Crescent Valley High School is a unique and wonderful place. Not only is it stuffed-to-bursting with some of the brightest minds in the country, but it also boasts an outstanding music program, championship-caliber sports teams, and a total and obscene lack of ethnic diversity. Memories of this school's magical intrinsic beauty is held forever in the hearts of the students lucky enough to attend this prestigious institution.
The notable exceptions being the nearly graduated second-semester Seniors, who can't wait to get the heck out of the place.
Seriously, I can't tell you how many times in the last month I've heard a fellow Senior say, "I'm tired of high school," with an expression of bitter pessimism and woeful discontent upon their face. If I had to give a rough guess of what sort of experience could produce a similarly glum look, I'd say...being forced to watch an entire season of Deal or No Deal in one sitting.
Meet Howie Mandel. He has a soul patch, and he knows where you live.
So the question is, "Why are we all so tired of this school?"
I'm not going to pretend like I have all the answers--Okay, fine, I'm going to pretend like I have all the answers. Egotistical? Yes. But regrettably, blogging does require a certain level of scornful pretentiousness. So sit down and shut up, you ignorant snot-nosed monkey-faced twit, I'm about to lay down some knowledge!
Yes, I'm talking to you. What--you're leaving? No, baby, don't go! I didn't mean it! I was just trying to be funny by--I know it wasn't funny, and I'm sorry! I can change! I--don't you dare close your browser! You close your browser and it's over! Baby, please! We're stronger than this! *click* Nooooo!
...Yeah, not sure what that was. Moving on, here's my list of the pros and the cons of attending Crescent Valley right now as a second-semester senior!
PROS
-- You have more off-blocks than you've ever had--unless you're Eric Fang (see below), who somehow managed to have none this year until recently. Hooray for stereotypes!
-- You count classes such as Outdoor Rec, Creative Writing, Advisor, AP Enviromental Science, etc. as off-blocks. Bonus blocks!

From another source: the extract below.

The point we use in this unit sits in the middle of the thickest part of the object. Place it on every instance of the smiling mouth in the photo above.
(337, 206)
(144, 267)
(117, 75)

-- Friends are fun to have around. Best friends are pretty awesome. Super best friends come on a little strong. Stalkers are bad news. Stay in school, kids.
-- If you play a varsity sport, you can finally break that heartfelt promise to yourself from four years back and participate in some good ol' fashioned freshman hazing.
-- You now care a lot less about what people think about you, which is good because they don't give a $% about you either.
CONS
-- High School is not college.
-- High School consists mostly of people you've known since you were five. Nothing against these people, but you know how you get a new toy for Christmas when you're five and you think it's great and play with it all the time? And then when you're 18 it's not exactly fun to play with anymore? Yeah.
-- We've been in school, going to class for nine months a year for 13 years. Please make it stop.
-- High School is not college.
Well that's it for me. Today, I want each and every one of you to tell your loved ones that they are, in fact, your loved ones. Unless your loved ones don't know who you are, which in case you should probably stop following them around. Howie Mandel doesn't like competition.